İş Yerinde Ayrımcılığa Karşı Yasalar
Amerika’da özel ve kamu sektöründe çalışanlar için konulmuş birçok kural ve verilmiş birçok hak var. Bu haklar, yüksek mahkemece garanti altına alınan ve anayasada belirtilmiş kişisel hakları temel alıyor. Örneğin, onur kırıcı muamele, yalan, iftira, ayrımcılık ve kayırmacılığa karşı korunma, fırsat eşitliğinin sağlanması, iş yerinde çalışanların haklarını korumak için oluşturulmuş kanunlarla garanti altına alınıyor.
Türkiye’de en fazla tartışılan konulardan biri fırsat eşitliği. Okullarda ve iş yerlerinde herkese eşit fırsatların tanınmadığı bir ülkede, sosyal adaleti sağlamak zor. Sosyal adalet olmayınca da vatandaşların memnuniyetini sağlamak neredeyse imkansız. Aslına bakarsanız Orta Doğu’da çıkan ayaklanmaların temelinde de, bu “fırsat eşitliği” doktrini yatıyor.
Amerika’da vatandaşlara fırsat eşitliği tanınması devletin temel görevlerinden biri olarak görülüyor. Bunu mümkün olduğunca yasalarla garantilemeye çalışan Amerikan hükümeti, iş yerinde yaşanan ayrımcılık ve kayırmacılığa karşı son derece net çizgilerle sınırları belirlemiş durumda. Hatta öyle ki, doğasına ve nedenlerine göre farklılaşan ayrımcılık şikayetlerine farklı kurumlar bakıyor. Bazen de işin içine eyalet kanunları giriyor. Bir bakıyorsunuz, iş ve işçi haklarını korumak için yüzlerce, binlerce yasa konmuş. Bu Türkiye’de ve hatta kendilerini sosyal devlet olarak gören bazı Avrupa ülkelerinde bile görmediğimiz bir durum. Elbette bunda Amerika’nın federal yapısının etkisi olduğunu belirtmek lazım. Nüfus ve yüzölçümü açısından bu kadar büyük bir memlekette böylesine fazla sayıda kanun ve kural çıkarılması gayet normal bence. Yine de yasalara açıp baktığınızda, ortalama bir vatandaşın anlayabileceği dilde yazıldığını görüyoruz. Türkiye’deki gibi ayrı bir “hukuk” dili yok. Elbette bazı teknik terimler var ancak okuyup anlamak çok daha kolay. Bir ülkede vatandaşların kendi haklarını bilmeleri, o ülkenin ne kadar medeni olduğunu gösteriyor. Bu açıdan Türkiye’de yeni anayasanın ve ona bağlı olarak çıkarılacak ek yasaların günümüz Türkçesiyle yazılmasını umuyorum.
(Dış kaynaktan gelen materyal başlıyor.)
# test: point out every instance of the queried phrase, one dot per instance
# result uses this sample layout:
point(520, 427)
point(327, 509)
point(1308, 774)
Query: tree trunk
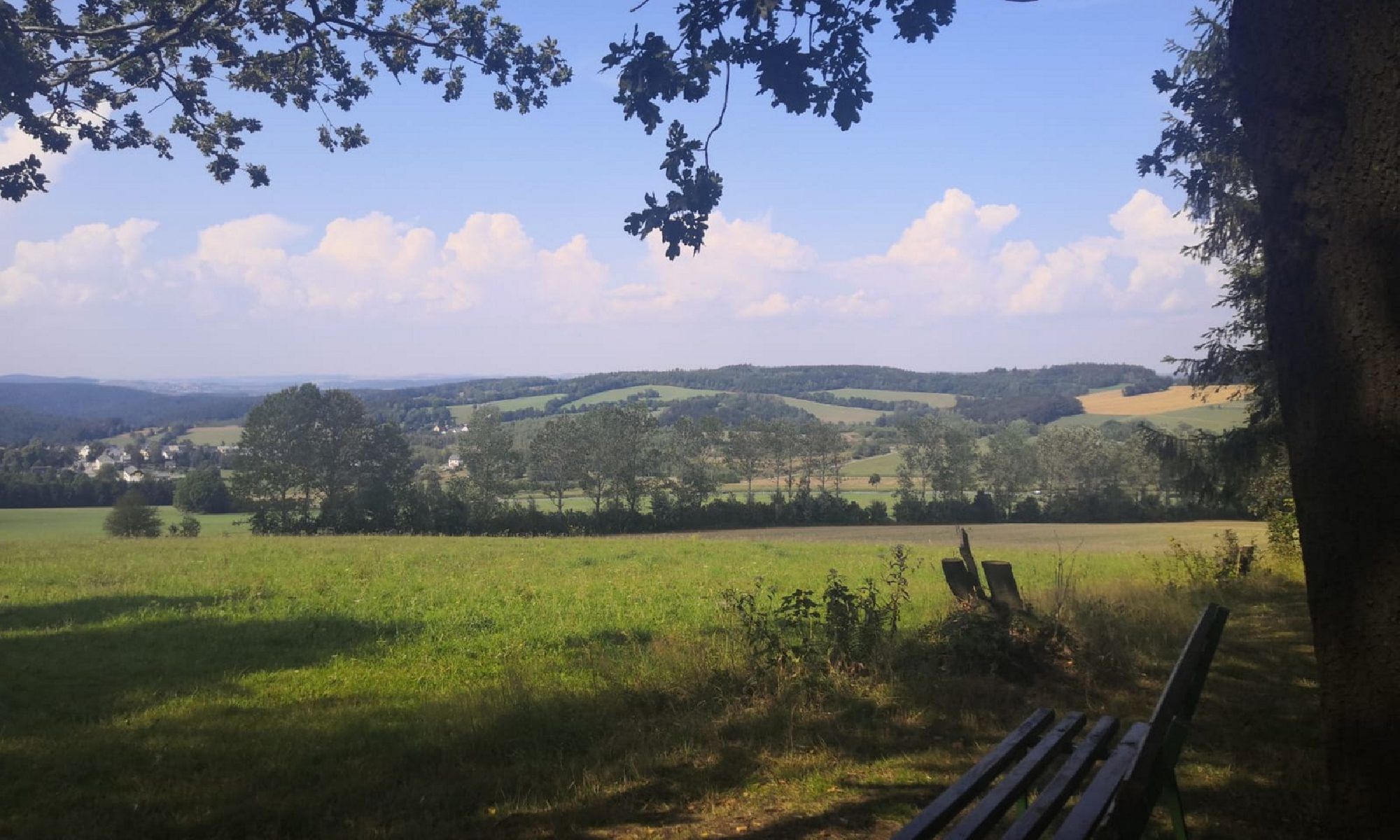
point(1321, 104)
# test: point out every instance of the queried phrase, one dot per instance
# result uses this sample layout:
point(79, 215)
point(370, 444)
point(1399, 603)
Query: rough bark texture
point(1321, 103)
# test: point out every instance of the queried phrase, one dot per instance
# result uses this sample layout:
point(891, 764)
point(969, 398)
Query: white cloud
point(374, 261)
point(90, 262)
point(953, 261)
point(744, 270)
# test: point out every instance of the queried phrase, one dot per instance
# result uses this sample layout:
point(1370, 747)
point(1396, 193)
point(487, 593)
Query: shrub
point(1283, 536)
point(848, 628)
point(132, 517)
point(1185, 568)
point(187, 527)
point(204, 492)
point(978, 639)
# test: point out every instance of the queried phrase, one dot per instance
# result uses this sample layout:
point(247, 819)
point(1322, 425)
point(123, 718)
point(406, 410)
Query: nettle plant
point(845, 626)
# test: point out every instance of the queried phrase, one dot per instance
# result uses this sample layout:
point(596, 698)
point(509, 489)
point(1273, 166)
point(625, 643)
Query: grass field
point(215, 436)
point(433, 688)
point(830, 414)
point(939, 401)
point(887, 465)
point(1160, 402)
point(538, 401)
point(88, 523)
point(667, 393)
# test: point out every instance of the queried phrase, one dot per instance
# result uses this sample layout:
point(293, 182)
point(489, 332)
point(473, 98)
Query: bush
point(132, 517)
point(1194, 569)
point(849, 628)
point(978, 639)
point(202, 492)
point(187, 527)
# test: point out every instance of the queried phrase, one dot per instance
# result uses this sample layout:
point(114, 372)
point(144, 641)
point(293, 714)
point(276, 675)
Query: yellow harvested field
point(1172, 400)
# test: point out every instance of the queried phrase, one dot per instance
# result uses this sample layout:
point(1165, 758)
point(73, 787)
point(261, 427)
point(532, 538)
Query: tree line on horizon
point(317, 461)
Son olarak, Amerika’daki çalışanların medeni haklarına değinmek istiyorum. Örneğin, bir kişi evli ya da çocuk sahibi olduğu için ya da cinsel tercihlerinden dolayı ayrımcılığa maruz bırakılamaz. Bunlar her ne kadar kulağa basit ailevi konular gibi gelse de bu nedenlerle her yıl mahkemelere başvuran binlerce Amerikalı var. Türkiye’de ise evli ve çocuklu olduğu için işe alınmadığını öne süren ya da eşcinsellikten ayrımcılığa uğradığını itiraf eden birini görmedim. Acaba bunlar hiç mi yaşanmıyor, yoksa sümen altına mı gidiyor düşünmek lazım… Belki de vatandaşlar haklarını bilmiyor.